He stared at her while his hands guided the big truck along the highway. ‘Adelaide's a long way from Melbourne. Where are you really headed?'

‘Anywhere away from here,' Hilary said. Her hands tightened into fists. She thought, I've blown it. He'll know I'm on the run. He won't know why but he'll know that much and that from his point of view I could be trouble. He'll pull over and tell me to get out.

He did not pull over. He kept going, hands motionless on the wheel, eyes fixed on the road unwinding ahead of them like a silver ribbon in the headlights. She glanced at what she could see of his profile. As far as she could tell he looked OK; neither old nor young, with a big nose and strong-looking chin.

She thought things would probably be all right. She settled back in her seat, watching the road. There was no other traffic and the truck kept up a steady pace. She could see nothing of the countryside in the darkness. The road kept heading west. In front of them the sky was still dark but looking in the truck's side mirror she could see a lightness behind and knew the dawn was chasing them down the miles.

‘You took a chance,' the driver said.

‘I know it.' She spoke defensively; she did not like to think of that.
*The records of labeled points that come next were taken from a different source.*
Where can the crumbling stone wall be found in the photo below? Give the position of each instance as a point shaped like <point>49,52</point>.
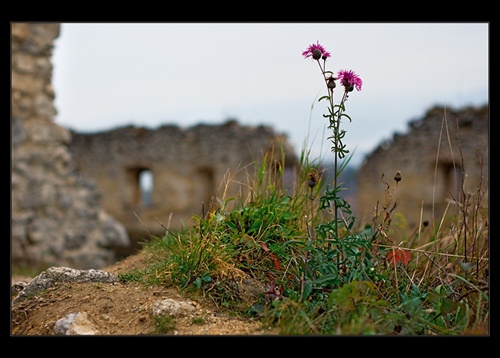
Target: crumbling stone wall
<point>56,218</point>
<point>431,158</point>
<point>190,167</point>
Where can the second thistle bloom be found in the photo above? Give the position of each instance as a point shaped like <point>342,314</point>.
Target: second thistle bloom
<point>316,51</point>
<point>349,79</point>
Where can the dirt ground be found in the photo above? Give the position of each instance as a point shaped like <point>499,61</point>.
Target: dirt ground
<point>121,309</point>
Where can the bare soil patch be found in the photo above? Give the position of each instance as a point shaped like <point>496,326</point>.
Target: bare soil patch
<point>122,309</point>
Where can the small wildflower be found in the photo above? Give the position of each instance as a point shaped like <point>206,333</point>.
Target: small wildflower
<point>349,79</point>
<point>397,176</point>
<point>330,82</point>
<point>316,51</point>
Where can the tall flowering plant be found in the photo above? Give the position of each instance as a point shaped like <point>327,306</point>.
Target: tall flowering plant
<point>349,80</point>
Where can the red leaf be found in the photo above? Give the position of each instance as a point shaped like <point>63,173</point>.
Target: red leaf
<point>273,256</point>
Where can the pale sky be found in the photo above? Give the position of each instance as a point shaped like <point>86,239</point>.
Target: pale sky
<point>150,74</point>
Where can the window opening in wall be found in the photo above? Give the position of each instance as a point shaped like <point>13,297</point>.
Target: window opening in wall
<point>146,187</point>
<point>140,186</point>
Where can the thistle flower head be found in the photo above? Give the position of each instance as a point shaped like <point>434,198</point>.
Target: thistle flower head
<point>316,51</point>
<point>349,79</point>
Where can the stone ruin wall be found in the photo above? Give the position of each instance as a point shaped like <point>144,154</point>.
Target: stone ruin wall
<point>190,167</point>
<point>56,218</point>
<point>415,155</point>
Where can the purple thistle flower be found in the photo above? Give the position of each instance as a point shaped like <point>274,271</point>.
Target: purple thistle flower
<point>349,79</point>
<point>316,51</point>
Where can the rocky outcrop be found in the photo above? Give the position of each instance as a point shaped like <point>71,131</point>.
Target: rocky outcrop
<point>56,215</point>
‘Plenty of ratbags on the road.'

Hilary said nothing but crossed her fingers in the darkness, hoping he was not one of them.

More silent miles, then he said: ‘You on the run?'

‘Something like that.'

He said no more. Gradually it grew light: a greyness, first of all, then she began to see the dark shapes of bushes. The branches of a tree stood out against the sky. She glanced cautiously at the driver. She could see him properly now. He was a bit older than she'd thought, with a lined face that would have looked better for a shave and dark hair combed back.
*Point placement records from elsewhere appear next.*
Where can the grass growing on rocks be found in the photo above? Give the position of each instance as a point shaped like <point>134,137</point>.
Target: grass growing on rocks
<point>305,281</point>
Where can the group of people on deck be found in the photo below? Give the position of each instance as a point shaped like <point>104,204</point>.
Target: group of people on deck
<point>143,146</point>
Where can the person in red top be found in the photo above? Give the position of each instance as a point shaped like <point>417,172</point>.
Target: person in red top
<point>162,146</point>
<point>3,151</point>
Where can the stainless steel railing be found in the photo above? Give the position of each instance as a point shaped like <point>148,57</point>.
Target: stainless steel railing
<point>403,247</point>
‘Look all right, do I?' He must have sensed her examining him.

‘You'll do.' She grinned cheekily. She'd been on edge all the way but being able to see him made things easier.

They went through a small town, the streets deserted so early in the morning, then it was back to the countryside. The land was flat and she could see sheep grazing in the paddocks beside the road.

‘There's a roadhouse a couple of miles ahead,' the driver said. ‘I usually stop there to freshen up. You hungry?'

They pulled in; there were other trucks in the parking lot. Inside a few blokes were feeding their faces, some with their noses in newspapers. They freshened up and ate a cooked breakfast of eggs and sausage and potatoes with tea hot enough to rip the skin off your mouth. He wouldn't let her pay.

‘I got money.'

‘Next time,' he said.

Then it was the road again.

‘What's your name?' the driver asked.

‘Maggie,' Hilary said. ‘Yours?'

‘Mike. Mikhail Tulitsin.'

‘Blimey.'

‘My granddad was from Russia. Mike Tulip is easier,' he said.

‘You're not wrong.'

He looked at her. ‘Your name really Maggie?'

‘I told you!'

‘If you say so. You don't look like a Maggie to me, but I don't blame you, if you're on the run as you say. The blues after you?'

‘Could be.'

‘Why?'

‘I was in a home. They sent me to work on a farm but now I've left.'

‘Didn't like farm work?'

‘There were other reasons.'

‘I can guess.'

‘Yeah. Well.'

She slept then, woke with a taste in her mouth.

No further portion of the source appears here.